Fédérer les énergies des États nord-africains et penser ensemble une Afrique du Nord forte, à la fois bloc politique, économique et culturel, constitue l’une des priorités historiques du RCD.
Ce parti n’a pas attendu les soubresauts de la géopolitique mondiale, ni les injonctions de puissances étrangères, pour agir dans ce sens et rappeler que le destin de cette région se joue d’abord entre ses peuples.

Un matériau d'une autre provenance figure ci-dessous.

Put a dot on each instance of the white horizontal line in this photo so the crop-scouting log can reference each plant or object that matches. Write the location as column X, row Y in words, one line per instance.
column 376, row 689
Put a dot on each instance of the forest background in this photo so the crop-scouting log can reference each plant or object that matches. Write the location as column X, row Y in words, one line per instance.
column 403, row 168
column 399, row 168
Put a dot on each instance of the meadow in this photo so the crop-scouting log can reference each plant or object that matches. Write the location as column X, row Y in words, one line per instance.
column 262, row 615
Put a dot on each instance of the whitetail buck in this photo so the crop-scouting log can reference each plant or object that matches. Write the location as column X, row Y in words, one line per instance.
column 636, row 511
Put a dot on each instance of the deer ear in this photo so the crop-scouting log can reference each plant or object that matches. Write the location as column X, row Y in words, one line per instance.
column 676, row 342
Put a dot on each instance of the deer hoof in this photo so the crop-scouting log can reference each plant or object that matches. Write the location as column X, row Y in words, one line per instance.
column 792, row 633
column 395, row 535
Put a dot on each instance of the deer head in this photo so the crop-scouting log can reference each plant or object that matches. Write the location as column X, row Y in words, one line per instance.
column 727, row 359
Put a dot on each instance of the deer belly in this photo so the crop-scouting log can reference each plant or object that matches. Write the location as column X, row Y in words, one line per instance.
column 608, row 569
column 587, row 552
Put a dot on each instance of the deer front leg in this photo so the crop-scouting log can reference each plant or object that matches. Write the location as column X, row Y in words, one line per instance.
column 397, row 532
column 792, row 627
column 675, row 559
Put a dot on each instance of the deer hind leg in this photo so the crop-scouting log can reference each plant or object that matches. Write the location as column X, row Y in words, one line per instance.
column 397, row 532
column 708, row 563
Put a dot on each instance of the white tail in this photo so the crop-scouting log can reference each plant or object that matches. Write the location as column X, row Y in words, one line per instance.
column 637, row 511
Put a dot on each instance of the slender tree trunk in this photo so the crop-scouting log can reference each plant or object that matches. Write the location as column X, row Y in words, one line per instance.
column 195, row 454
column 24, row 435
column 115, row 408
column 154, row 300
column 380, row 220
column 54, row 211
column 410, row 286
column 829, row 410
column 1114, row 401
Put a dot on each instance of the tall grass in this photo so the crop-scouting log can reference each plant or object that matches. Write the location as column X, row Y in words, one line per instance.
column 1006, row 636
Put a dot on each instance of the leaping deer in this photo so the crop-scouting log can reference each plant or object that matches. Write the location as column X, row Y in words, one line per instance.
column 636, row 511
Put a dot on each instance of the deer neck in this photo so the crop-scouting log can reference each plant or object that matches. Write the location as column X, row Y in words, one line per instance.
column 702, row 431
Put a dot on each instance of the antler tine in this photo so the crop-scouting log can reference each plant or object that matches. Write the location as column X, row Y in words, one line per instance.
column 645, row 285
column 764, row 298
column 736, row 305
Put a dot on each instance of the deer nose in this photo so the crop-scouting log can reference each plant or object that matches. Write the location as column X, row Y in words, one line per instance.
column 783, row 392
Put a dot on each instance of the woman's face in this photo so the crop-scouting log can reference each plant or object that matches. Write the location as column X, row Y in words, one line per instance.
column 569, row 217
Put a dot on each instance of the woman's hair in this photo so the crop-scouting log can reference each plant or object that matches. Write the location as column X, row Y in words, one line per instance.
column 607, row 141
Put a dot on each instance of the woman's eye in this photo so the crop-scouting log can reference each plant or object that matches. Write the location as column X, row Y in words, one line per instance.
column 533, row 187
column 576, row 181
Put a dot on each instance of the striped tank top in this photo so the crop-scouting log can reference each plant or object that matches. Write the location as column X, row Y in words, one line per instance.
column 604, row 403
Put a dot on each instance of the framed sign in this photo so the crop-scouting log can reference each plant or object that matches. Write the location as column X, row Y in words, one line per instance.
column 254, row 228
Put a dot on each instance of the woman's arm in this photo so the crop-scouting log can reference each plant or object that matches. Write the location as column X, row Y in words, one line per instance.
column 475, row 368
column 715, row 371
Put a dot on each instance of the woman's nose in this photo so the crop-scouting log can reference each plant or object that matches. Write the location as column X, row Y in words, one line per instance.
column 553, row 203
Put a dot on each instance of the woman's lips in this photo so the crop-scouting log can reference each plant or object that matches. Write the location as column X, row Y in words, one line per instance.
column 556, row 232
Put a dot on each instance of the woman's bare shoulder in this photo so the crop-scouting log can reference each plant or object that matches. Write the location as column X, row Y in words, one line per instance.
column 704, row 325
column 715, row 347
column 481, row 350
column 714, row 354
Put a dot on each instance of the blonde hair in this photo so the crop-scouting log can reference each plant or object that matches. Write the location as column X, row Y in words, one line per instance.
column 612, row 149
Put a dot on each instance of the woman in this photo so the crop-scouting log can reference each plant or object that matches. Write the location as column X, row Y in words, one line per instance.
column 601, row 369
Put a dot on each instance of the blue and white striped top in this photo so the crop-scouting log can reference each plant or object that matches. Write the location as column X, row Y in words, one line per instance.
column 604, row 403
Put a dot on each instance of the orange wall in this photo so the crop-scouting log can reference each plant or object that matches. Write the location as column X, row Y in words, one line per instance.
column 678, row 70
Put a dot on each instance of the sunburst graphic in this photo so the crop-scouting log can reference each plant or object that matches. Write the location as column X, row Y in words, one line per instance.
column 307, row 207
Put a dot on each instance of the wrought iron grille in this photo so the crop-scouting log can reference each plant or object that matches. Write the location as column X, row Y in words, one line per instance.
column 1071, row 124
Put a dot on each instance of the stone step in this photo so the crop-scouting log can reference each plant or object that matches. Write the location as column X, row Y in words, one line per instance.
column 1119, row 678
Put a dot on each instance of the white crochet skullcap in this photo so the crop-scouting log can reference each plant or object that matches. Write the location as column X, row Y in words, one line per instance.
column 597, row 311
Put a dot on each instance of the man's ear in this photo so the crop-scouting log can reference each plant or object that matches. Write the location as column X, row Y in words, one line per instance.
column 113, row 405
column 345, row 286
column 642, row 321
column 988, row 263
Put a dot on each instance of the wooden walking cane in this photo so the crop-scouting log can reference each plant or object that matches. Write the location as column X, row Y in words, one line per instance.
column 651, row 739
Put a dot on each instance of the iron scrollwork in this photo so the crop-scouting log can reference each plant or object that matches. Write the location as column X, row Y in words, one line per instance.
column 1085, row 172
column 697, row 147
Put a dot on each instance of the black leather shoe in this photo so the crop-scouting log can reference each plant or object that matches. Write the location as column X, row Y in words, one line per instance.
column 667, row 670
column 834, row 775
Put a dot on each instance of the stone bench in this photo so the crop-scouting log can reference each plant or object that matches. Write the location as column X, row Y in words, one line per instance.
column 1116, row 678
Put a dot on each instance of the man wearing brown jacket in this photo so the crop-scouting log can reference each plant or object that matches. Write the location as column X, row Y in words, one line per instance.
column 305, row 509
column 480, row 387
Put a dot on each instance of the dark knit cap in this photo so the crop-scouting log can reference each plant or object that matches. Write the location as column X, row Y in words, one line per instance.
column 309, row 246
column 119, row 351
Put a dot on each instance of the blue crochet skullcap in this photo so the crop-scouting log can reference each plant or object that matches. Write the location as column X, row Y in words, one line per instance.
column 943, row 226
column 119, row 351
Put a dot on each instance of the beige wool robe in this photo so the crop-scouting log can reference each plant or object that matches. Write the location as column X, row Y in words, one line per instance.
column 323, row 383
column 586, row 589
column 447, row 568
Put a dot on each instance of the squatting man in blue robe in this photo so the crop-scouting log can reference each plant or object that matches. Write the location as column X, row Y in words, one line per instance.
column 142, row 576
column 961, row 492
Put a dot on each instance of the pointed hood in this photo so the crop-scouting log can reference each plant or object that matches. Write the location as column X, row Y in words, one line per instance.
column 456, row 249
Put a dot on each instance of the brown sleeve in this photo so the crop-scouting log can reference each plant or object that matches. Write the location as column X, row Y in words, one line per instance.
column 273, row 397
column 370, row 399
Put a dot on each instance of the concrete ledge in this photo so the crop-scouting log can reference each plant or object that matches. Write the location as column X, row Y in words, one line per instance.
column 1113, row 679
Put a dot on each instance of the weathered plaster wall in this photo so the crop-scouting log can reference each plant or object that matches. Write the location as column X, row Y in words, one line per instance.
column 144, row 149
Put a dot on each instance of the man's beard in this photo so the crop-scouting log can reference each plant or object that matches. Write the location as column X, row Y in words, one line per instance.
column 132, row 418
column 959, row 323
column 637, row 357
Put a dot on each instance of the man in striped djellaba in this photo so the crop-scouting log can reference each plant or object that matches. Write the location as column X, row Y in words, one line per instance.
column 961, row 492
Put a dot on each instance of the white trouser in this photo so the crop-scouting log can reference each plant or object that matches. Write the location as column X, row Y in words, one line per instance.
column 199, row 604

Aujourd’hui, alors que l’identité commune, amazighe, méditerranéenne et africaine est reconnue et assumée en Algérie, au Maroc, en Tunisie, en Libye et au-delà, il devient impératif de transformer cette conscience identitaire en projet politique, économique et stratégique commun.
Il s’agit de fédérer les énergies des peuples, des sociétés civiles et des forces démocratiques autour d’un idéal partagé : bâtir une Afrique du Nord démocratique, plurielle et prospère, reposant sur de larges prérogatives régionales et sur une coopération économique intégrée.
C’est ce que j’appellerais : régionaliser pour mieux fédérer.
Face aux tensions géopolitiques et aux fractures économiques qui marquent la conjoncture actuelle — rivalités énergétiques, instabilités sécuritaires, dépendance commerciale, migrations subies — l’alternative la plus crédible et la plus durable reste l’intégration nord-africaine.
Non pas une union formelle et protocolaire, conçue par des régimes en déficit de légitimité, à l’exemple de l’expérience de l’UMA, mais une alliance construite par les peuples sur des bases démocratiques capable de peser dans les grands équilibres méditerranéens et Africains.
Le RCD, fidèle à sa vision, compte à son actif plusieurs rencontres politiques et économiques régionales ayant réuni des acteurs des différents pays nord-africains.
Il fut l’instigateur d’échanges et de concertations entre partis progressistes, intellectuels et représentants de la société civile autour d’un même objectif : faire émerger un pôle nord-africain démocratique et solidaire.
La création d’un département dédié aux affaires nord-africaines au sein de son secrétariat national n’est pas un fait du hasard, cet acte représente l’aboutissement d’un long processus de coordination régionale, initié et animé par un parti qui croit au destin collectif de la communauté nord-africaine et à son rôle dans la reconfiguration du monde multipolaire.
L’avenir de l’Afrique du Nord ne se construira ni sur la division, ni sur l’illusion d’une « paix » dictée par des tutelles extérieures, mais sur la coopération économique, la souveraineté régionale et la démocratie réelle.
Tel est le défi d’une renaissance nord-africaine portée par ses peuples eux-mêmes.